Bize Ferve, ona Ali b. Müshir, ona Hişam b. Urve, ona babası (Urve b. Zübeyr), ona Hz. Aişe (r.anha) şöyle rivayet etmiştir: "Haris b. Hişam, Hz. Peygamber'e (sav) 'Sana vahiy nasıl geliyor?' diye sordu. Hz. Peygamber, 'Bazen vahiy meleği çıngırak sesine benzer bir sesle gelir. Sonra yanımdan ayrıldığında, getirdiği vahyi anlamış ve bellemiş olurum. Bu vahiy şekli bana en zor gelenidir. Bazen de vahiy meleği bir adam şeklinde belirir. Benimle konuşur ve ben de onun dediklerini anlar ve bellerim."
Bize Abdullah b. Yusuf, ona Leys, ona Ukayl, ona İbn Şihab, ona Ebu Seleme, ona Cabir b. Abdullah, Hz. Peygamber'in (sav) şöyle dediğini rivayet etmiştir: "[İlk vahiy hadisesinden] sonra bir süre vahiy gelmedi. Başımı göğe doğru kaldırıp baktığımda birden Hira'da bana gelen meleği, yer ile gök arasındaki bir kürsüde otururken gördüm. Ondan korkup yere düştüm. Ailemin yanına gelip 'Beni örtün, beni örtün' dedim. Bunun üzerine Allahu teâlâ, 'Ey örtünüp bürünen!' (Müddessir, 74/1) ayetinden 'Pisliği terket'(Müddessir, 74/5) ayetine kadar olan kısmı indirdi. Ebu Seleme şöyle demiştir: '(Ayette yer alan)'Ricz kelimesi, putları ifade etmektedir'.
Bize Yakub b. İbrahim, ona İsmail, ona İbn Cüreyc, ona Ata, ona Safvan b. Ya'lâ b. Ümeyye şöyle demiştir: [Babam] Ya'lâ, 'Keşke vahiy indiği esnada Rasulullah'ı görebilseydim.' derdi. Hz. Peygamber Ci'râne'de olduğu bir esnada üzerinde gölgelendiği bir örtü vardı. Yanında da bazı sahabileri bulunuyordu. Ansızın güzel kokuya bulanmış elbise giymiş bir bedevi geldi ve şöyle dedi: 'Ya Rasulullah! Güzel koku sürünüp daha sonra üzerine elbise giyip de Umre için ihrama giren kişi hakkında ne dersiniz?' dedi. Bu esnada Ömer gelmesi için eliyle Ya'lâ'ya işaret etti. Ya'lâ da gelerek başını [örtünün altına] soktu. Bir de baktı ki Hz. Peygamber'in yüzü kıpkırmızı olmuş ve bir müddettir horlamaya benzer bir ses çıkartmaktaydı. Bu hal sona erdikten sonra Hz. Peygamber, 'Bana biraz önce umre ile ilgili soru soran kişi nerede?' dedi. Adam bulunup Hz. Peygamber'e getirildi. Hz. Peygamber ona, 'Vücudundaki kokuyu üç defa yıka. Elbiseyi de çıkar. Sonra da hac yaparken ne yapıyorsan umrende de onu yap.' dedi."

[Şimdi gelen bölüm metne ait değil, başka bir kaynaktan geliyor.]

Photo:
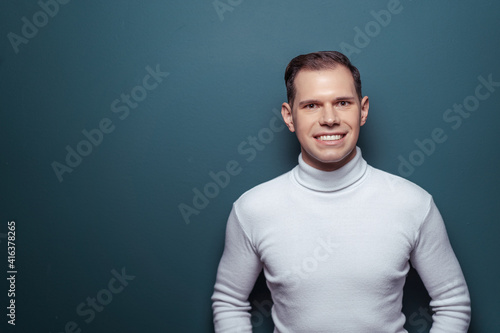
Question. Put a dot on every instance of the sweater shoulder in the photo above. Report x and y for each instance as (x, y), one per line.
(400, 187)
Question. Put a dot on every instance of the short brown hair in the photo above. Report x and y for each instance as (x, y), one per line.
(317, 61)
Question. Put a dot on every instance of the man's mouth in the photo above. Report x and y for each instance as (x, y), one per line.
(334, 137)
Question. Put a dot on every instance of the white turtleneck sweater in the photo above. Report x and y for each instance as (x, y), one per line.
(335, 248)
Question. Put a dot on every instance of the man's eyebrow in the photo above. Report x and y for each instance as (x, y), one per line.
(344, 98)
(337, 99)
(309, 101)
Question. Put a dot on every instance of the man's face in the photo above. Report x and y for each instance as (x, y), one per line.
(326, 116)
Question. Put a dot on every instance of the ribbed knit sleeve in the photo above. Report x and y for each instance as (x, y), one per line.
(438, 267)
(236, 276)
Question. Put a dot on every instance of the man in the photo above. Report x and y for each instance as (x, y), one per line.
(335, 236)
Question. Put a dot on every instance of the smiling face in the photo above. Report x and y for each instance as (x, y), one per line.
(326, 116)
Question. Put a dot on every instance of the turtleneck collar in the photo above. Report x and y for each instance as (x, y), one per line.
(330, 181)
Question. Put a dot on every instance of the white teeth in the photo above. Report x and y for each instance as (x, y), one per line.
(330, 137)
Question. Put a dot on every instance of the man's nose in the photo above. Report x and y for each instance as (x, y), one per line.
(329, 116)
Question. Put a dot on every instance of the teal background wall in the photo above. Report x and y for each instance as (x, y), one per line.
(107, 225)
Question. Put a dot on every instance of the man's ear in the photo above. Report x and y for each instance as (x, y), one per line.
(365, 105)
(286, 113)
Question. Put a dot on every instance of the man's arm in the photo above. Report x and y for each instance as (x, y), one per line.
(438, 267)
(238, 270)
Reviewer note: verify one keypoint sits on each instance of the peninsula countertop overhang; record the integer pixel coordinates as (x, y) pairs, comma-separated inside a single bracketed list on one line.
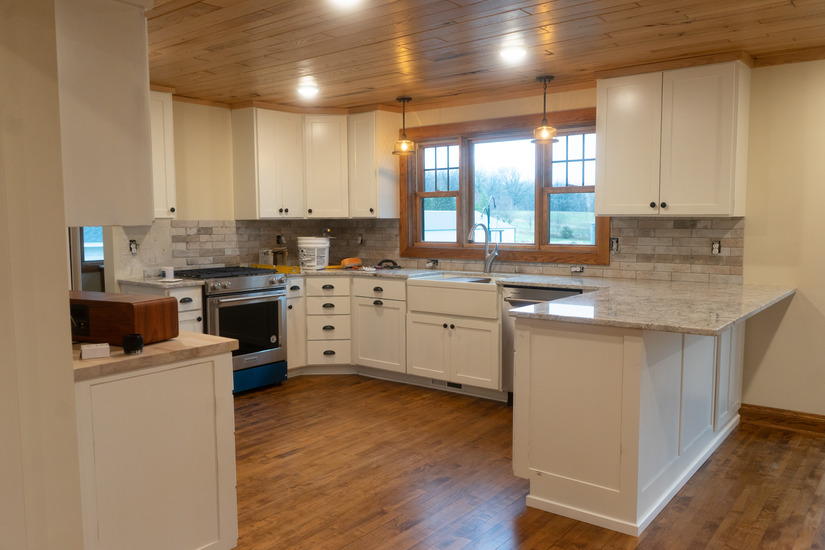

Bize Ebu Nuaym, ona Hemmâm, ona Atâ, ona Safvân b. Ya'lâ b. Ümeyye, ona da babası (Ya'lâ b. Ümeyye) şöyle rivayet etmiştir: Üzerinde cübbe, cübbesinde de hâluk (denen koku) veya sarılık olan bir adam Hz. Peygamber (sav) Cîrane'de iken yanına geldi ve Ona (sav) "Umremi nasıl eda etmemi emir buyurursun?" dedi. Bunun üzerine Allahu teâlâ, Hz. Peygamberʼe (sav) vahiy indirdi. Hemen üzerine bir örtü örtüldü. (Ya'lâ) dedi ki, "Ben, öteden beri kendisine vahiy inerken Hz. Peygamberʼi (sav) görmeyi arzu ederdim". (Derken) Ömer, "Gel, kendisine vahiy inerken Hz. Peygamberʼe (sav) bakmak ister misin?" dedi, ben de "evet" şeklinde karşılık verdim. Ömer, örtünün kenarını kaldırdı, ben de Ona (sav) baktım; horulduyordu -ravi zannedersem (Hz. Peygamberʼin horuldaması) genç devenin horuldaması gibiydi' dedi-. (Bu hal Rasulullah'tan) gidince "Umre hakkında soran nerededir? Üzerindeki cübbeyi çıkar, halûk kokusunun izini yıka, sarılığı da temizle ve hac yaparken yaptığın şeylerin aynısını umre yaparken de yap!" buyurdu.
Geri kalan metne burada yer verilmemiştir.